Para asegurar la sostenibilidad financiera de las obras y su posterior mantenimiento, el modelo financiero se fundamentó en el recaudo proyectado a través de siete estaciones de peaje distribuidas a lo largo del corredor vial. Una viabilidad económica que se vio severamente golpeada por la radical oposición de los pobladores locales.
Las comunidades afectadas por la instalación de los peajes desataron intensas protestas, logrando la suspensión definitiva del cobro en el peaje de Turbaco. Y en la misma línea de resistencia civil, las firmas concesionarias nunca pudieron proceder con la instalación física del peaje proyectado en la zona de Arroyo de Piedra. Estas interrupciones y bloqueos tarifarios impidieron de manera estructural la consolidación de los ingresos estables que el consorcio requería para financiar la ejecución de los trabajos viales y garantizar el mantenimiento de la malla asfáltica.

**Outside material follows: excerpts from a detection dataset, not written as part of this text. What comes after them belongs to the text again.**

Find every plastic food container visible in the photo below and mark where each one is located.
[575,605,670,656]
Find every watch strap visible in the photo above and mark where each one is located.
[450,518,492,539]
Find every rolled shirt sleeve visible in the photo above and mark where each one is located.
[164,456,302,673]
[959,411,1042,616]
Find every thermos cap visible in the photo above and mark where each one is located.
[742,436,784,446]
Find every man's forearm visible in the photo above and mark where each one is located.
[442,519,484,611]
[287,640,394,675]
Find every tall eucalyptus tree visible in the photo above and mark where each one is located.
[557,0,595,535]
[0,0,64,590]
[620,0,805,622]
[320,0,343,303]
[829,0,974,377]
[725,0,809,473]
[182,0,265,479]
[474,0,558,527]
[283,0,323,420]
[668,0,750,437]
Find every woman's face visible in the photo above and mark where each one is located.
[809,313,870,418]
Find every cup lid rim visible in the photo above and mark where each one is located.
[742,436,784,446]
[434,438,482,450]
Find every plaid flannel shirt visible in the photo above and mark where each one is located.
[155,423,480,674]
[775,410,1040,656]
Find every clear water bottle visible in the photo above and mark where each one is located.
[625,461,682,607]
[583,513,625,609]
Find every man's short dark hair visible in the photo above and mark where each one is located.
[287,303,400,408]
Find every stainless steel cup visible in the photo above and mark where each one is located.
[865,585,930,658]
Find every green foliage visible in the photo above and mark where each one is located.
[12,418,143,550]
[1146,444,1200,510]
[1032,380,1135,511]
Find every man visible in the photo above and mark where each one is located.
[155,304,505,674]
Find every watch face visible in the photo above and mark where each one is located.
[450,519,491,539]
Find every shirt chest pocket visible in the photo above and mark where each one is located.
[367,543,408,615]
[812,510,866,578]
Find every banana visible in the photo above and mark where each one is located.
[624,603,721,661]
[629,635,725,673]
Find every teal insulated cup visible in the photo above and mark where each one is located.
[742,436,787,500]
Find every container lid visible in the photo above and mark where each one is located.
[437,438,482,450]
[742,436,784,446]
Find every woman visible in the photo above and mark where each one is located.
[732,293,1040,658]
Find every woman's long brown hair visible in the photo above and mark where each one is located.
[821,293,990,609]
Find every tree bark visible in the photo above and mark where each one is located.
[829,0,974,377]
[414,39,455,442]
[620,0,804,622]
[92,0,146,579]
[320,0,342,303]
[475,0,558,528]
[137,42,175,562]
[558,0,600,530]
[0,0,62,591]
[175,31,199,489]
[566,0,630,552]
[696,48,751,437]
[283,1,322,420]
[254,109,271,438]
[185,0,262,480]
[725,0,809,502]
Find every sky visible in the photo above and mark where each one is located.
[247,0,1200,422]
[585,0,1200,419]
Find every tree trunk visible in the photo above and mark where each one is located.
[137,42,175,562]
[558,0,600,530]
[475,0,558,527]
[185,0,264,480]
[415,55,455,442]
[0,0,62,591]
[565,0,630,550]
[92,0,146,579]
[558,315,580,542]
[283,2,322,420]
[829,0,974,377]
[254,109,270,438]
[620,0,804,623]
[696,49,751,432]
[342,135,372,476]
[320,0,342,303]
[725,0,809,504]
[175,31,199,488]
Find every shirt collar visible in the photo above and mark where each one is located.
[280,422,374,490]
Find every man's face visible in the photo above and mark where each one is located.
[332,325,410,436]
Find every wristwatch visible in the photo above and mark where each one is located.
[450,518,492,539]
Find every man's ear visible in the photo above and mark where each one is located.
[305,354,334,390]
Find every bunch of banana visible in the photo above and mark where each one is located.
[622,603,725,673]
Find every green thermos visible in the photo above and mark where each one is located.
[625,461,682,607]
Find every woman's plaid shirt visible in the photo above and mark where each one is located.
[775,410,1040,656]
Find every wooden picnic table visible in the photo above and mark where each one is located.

Frente a la imposibilidad de sostener el equilibrio financiero, el consorcio que integraba la concesión presentó una demanda ante el Centro Internacional de Resolución de Disputa por el pago de inversiones realizadas y lucro cesante por valor $ 1,29 billones de pesos. Luego de llegar a un acuerdo con el Estado, y ser compensados con recursos del Patrimonio Autónomo del propio proyecto, KMA Construcciones y sus socios transfirieron el corredor a la ANI mediante la firma de un acuerdo de terminación consensuada del contrato. El pacto dio apertura a una etapa de transición y reversión con una duración de 200 días, fijando como fecha límite este 21 de julio, momento a partir del cual Invías, dirigida desde este febrero por Juan Guillermo Jiménez Gómez, asumirá la administración, operación y peajes de los 249.16 kilómetros que componen la vía.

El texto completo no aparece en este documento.